Remember that old song that has a verse that goes, "The clouds get darker and the days grow colder?" Well here we are the second week of January.
I am lucky. I survived a month long of cold nights and chilly winds. I can't recall another colder winter. In December when the sun was bright but not one warm ray reached me, the only warmth available was by the fireside or under a quilt hugging a heating pad.
Dec. 21 came and brought winter with it. The fall seemed cold enough, but now there is the winter to face. Christmas came and went but the cold has not relented. The New Year's celebrations are over but the cold chills me even more to the bone. The winter chill is lingering like a bad cold.
Jean Paul Richter, a writer in the late 1700s, put it best. "As winter strips the leaves from around us, so that we may see the distant regions they formerly concealed, so old age takes away our enjoyments only to enlarge the prospect of the coming eternity."
Bhartrihari, a 5th century writer, wrote, "The cycle recurrence of sunset and dawn. Daily serves to measure life's decay. But burdened in his mundane tasks, Man does not grasp time's fugitive flight. Seeing old age, pain and death, he is not aroused to anxiety, drinks in delicious heady wine. The world is made in oblivion."
Some cold days I warm my soul sitting close to the log fire in the grate at a friend's house. Evenings I warm my heart by copious helpings of very old brandy. If I could become old Mr. Rip, I'd sleep to April- that would take care of the winter for me.
There are ways to get through the winter months without going into a full-blown hibernation.
Kathy Vandermark thinks the best was to survive winter is to prepare.

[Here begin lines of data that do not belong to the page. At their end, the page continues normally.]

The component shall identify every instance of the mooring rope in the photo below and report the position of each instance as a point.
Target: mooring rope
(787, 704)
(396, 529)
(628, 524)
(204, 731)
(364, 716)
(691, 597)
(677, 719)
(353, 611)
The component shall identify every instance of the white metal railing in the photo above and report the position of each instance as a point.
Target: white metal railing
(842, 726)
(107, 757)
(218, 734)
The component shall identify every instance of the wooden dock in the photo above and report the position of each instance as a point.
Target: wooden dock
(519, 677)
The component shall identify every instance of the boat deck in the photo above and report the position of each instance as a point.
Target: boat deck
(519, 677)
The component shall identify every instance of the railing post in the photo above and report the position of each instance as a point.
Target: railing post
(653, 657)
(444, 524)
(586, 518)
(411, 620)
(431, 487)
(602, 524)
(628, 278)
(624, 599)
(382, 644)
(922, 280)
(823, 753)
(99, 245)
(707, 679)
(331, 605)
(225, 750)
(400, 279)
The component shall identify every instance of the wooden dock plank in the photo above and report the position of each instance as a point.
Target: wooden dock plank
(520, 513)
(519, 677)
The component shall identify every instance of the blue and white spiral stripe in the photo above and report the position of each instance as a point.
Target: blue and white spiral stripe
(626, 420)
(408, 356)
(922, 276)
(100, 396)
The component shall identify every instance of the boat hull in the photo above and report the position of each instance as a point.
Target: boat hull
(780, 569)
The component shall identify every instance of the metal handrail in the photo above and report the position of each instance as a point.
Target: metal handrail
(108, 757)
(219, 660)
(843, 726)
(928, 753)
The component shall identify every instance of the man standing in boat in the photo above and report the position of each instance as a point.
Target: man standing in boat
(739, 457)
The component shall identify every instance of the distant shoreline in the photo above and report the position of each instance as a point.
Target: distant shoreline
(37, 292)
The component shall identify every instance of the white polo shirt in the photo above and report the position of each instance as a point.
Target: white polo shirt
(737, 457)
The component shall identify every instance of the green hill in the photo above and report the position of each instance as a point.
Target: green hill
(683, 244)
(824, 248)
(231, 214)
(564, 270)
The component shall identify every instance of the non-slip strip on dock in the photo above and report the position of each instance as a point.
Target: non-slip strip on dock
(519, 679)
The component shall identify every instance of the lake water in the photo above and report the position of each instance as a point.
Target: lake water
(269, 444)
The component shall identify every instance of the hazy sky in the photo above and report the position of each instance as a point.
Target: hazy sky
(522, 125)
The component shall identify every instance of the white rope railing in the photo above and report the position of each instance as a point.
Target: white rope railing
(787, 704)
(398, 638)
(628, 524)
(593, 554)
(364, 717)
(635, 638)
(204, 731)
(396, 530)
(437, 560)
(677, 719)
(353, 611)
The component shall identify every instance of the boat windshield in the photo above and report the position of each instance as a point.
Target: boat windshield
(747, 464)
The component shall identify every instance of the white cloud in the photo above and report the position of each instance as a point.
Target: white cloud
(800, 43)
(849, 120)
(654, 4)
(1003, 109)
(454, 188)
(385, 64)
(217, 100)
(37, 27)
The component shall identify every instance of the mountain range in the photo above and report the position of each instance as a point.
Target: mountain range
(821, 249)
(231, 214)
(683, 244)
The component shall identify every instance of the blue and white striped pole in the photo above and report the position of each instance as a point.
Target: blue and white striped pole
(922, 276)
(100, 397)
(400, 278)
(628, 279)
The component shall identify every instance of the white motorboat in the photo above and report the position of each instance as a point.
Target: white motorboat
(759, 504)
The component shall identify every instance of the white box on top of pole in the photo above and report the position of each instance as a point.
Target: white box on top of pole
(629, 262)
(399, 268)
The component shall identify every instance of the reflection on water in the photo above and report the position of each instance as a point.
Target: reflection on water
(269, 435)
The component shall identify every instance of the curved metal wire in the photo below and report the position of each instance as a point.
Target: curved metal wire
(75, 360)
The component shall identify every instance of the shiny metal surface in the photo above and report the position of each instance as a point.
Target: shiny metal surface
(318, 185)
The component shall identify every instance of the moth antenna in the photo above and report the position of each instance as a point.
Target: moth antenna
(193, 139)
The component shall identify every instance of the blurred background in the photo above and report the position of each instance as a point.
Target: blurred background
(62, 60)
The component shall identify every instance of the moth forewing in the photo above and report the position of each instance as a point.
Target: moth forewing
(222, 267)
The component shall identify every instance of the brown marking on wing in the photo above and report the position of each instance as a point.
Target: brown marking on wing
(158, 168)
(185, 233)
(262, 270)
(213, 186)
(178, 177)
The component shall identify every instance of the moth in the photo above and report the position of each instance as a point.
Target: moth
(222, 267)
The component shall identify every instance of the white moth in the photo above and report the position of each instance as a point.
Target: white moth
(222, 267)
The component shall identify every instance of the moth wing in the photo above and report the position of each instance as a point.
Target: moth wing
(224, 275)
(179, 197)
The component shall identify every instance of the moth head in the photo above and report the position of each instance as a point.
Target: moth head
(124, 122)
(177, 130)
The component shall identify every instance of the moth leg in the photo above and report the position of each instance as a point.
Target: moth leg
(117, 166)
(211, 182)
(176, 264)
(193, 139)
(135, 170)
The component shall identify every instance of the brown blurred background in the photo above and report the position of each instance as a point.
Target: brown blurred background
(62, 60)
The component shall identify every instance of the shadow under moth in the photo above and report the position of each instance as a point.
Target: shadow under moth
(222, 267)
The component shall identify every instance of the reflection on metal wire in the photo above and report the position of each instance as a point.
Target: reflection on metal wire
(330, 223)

"First of all, prepare. Since the beginning of time, we have had four seasons. It is for certain, that winter will come. Put yourself in the right frame of mind for the season. Tell yourself that you are not going to be beaten. The biggest part of not liking winter is because it gets so cold," she wrote in her essay "Winter."
Winter takes a special kind of appreciation, and if you cannot find the best way to survive it will be a long winter. Believe me, I know. For those of you that enjoy winter and the winter sports, bundle up and have a blast, but what about those of you that do not like the bitter cold, there are three words of advice from Ms. Vandermark, "Tough it up."